Je suis atterrée par l’information que contient dans cette interview. Franchement il y a de quoi crier fort et très fort. Les noirs occupant les postes de hautes autorités sont censés être des "représentants" de la communauté noire de toutes ethnies confondues ; mais la lecture de cette interview fut vraiment une découverte pour moi, des vraies faces de ces domptés de gré ou de force. Ça aurait pu être des Ould « en tribu maure blanc) ça m’aurait pas autant impressionnée mais, il est très dommage que ces genres de personnes ignobles et inconscientes existent encore de nos jours sur le sol rimien… cette affaire de menace de mort ne doit point être négligée à mon sens et doit être plus médiatisée que ça.

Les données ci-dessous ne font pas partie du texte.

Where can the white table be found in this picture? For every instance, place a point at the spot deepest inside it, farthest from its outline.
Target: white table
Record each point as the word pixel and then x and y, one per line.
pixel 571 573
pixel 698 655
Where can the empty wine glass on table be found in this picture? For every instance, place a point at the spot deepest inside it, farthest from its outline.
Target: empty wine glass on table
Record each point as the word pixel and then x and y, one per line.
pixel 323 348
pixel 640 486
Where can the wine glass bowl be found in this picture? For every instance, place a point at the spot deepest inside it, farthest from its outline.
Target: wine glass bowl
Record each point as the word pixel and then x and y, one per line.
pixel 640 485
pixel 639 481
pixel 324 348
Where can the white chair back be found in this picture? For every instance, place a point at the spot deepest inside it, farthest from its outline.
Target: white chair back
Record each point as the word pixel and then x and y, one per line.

RépondreSupprimerNous soutenons tous Mlle Dia dans ses bonnes actions de défenses et de revendication.
suis de l'avis fatou.les noirs qui sont utilsés par les arabes sont plus dangereux. combattons toutes les injustices d'ou qu'elles viennent. chapeau a mlle hawa , il a dit l'essentiel. remercions au passage le site haratine qui donne la parole au victimes sans chercher une influence quelconque.